(Reuters) - Google’s parent Alphabet Inc (GOOGL.O) missed Wall Street targets for first-quarter profit and revenue on Thursday as it spent more money to build traffic for its mobile advertising services.
The results, which were also hit by the strong dollar, drove shares of the Web search company down 6 percent in late trading Thursday.
Alphabet’s consolidated revenue rose to $20.26 billion from $17.26 billion, slightly below the $20.37 billion analyst consensus, according to Thomson Reuters I/B/E/S. Non-GAAP earnings per share of $7.50, excluding one-time items, missed analysts’ expectations of $7.97.
Chief Financial Officer Ruth Porat said on a conference call with investors that payments to other web sites, known as traffic acquisition costs (TAC), totaled $3.8 billion and accounted for 21 percent of advertising revenues.
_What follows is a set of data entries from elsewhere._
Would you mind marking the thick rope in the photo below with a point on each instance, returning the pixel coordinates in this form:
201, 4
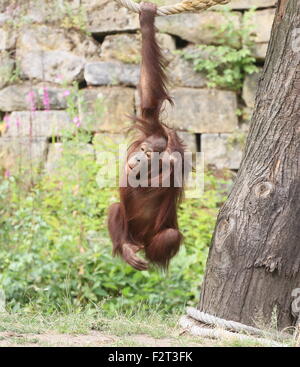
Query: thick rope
192, 326
183, 7
237, 329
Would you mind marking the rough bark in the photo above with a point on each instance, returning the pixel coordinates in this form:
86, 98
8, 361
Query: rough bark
254, 260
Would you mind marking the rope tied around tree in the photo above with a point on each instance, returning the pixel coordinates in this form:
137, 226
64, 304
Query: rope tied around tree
184, 6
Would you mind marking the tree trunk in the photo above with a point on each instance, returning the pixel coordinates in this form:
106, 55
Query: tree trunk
254, 260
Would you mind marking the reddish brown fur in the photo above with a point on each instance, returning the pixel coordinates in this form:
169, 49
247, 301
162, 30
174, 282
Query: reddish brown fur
146, 217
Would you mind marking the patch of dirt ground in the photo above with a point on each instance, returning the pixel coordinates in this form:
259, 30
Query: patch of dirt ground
93, 339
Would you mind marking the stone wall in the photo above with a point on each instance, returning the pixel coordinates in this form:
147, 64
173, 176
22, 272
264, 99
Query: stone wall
46, 45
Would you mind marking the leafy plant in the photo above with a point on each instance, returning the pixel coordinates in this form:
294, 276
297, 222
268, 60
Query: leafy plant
55, 252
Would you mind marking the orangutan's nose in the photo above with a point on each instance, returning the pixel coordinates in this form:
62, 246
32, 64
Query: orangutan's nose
134, 161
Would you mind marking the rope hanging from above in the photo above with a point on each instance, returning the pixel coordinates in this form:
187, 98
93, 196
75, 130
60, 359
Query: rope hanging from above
182, 7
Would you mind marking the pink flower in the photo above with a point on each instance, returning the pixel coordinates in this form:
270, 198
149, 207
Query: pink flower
66, 93
7, 173
6, 121
77, 121
46, 99
31, 100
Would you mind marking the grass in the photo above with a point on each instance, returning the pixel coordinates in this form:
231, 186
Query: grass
94, 328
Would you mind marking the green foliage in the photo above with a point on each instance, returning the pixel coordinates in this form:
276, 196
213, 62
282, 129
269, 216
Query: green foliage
225, 65
55, 253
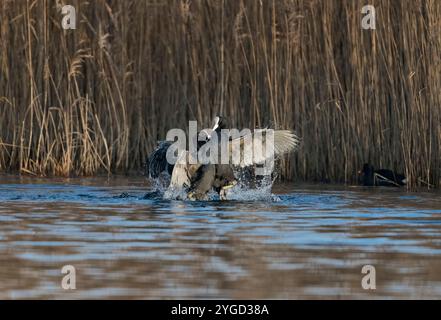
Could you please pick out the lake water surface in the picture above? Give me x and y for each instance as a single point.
(311, 243)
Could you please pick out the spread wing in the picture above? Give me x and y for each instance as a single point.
(262, 146)
(183, 172)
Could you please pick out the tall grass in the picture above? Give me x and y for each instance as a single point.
(96, 99)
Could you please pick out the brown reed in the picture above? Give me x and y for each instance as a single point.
(96, 99)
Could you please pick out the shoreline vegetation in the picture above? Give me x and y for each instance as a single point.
(96, 99)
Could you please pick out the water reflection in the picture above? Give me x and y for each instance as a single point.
(310, 244)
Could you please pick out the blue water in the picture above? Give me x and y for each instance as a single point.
(310, 241)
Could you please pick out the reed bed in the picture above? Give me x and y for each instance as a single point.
(96, 99)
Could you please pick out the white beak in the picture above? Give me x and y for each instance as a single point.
(216, 125)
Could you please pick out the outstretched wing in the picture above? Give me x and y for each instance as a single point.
(183, 172)
(262, 146)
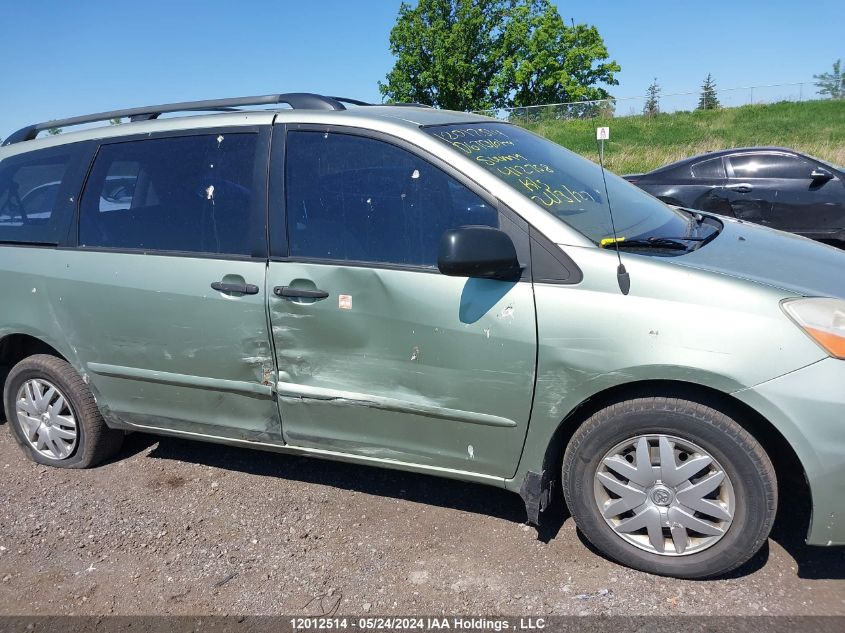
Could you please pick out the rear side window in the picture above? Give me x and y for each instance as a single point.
(770, 166)
(35, 195)
(191, 194)
(712, 168)
(360, 199)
The percentage of ad revenues spent on TAC grew 13 percent year-over-year.
That reflects the ongoing shift to mobile advertising and the growing importance of programmatic advertising, in which ads are bought, sold and displayed by automated systems.
Investors should get used to seeing increased TAC as “the cost of doing business,” said Sameet Sinha, B. Riley & Co. analyst.
“If you’re getting mobile searches from Apple devices you have to pay Apple for traffic so that revenue can happen,” Sinha said. “The same thing on the programmatic side, when you end up representing more people and selling their ad space or buying their ad space, you have to pay somebody else.”
Porat said spending on traffic acquisition is expected to keep rising as the shift to mobile continues - pressuring the company’s traditionally robust margins on its advertising business.
“I think investors expecting stable margins are probably being overly optimistic. But that said you can have diminishing margins and still have a great business and an incredibly lucrative one,” said Pivotal Research Group analyst Brian Wieser.
Google’s advertising revenue increased 16.2 percent to $18.02 billion, while the number of ads, or paid clicks, rose 29 percent, the company said.
Losses increased at the company’s Other Bets business, which includes its broadband business Google Fiber, home automation products Nest, self-driving cars and X - the research division that works on “moon shot” ventures.
The loss widened to $802 million, up from $633 million a year earlier. Revenue rose to $166 million from $80 million.
Compared to Google’s overall business, Wieser said losses in other bets were “too small to matter” at the moment.
“If you’re an optimist you can look to [other bets] and say it can eventually support long term growth.”
Porat said foreign exchange rates factored heavily into the results, shaving $762 million from its revenue for the quarter or $593 million after the effects of a currency hedging program.
“Our total revenue grew 23 percent year-over-year and declined 4 percent sequentially, reflecting holiday seasonality,” she said on the conference call.
Martin Pyykkonen, an analyst at Rosenblatt Securities, said the effect of foreign currency was worse for Alphabet than expected.
“If there had been a little better foreign currency translation, it would have been better than the Street consensus,” he said.
Alphabet’s total net income rose to $4.21 billion, or $6.02 per Class A and B share and Class C capital stock, from $3.52 billion, or $5.10 per share.
The company’s shares fell to $732.94 in after hours trade from a close of $780.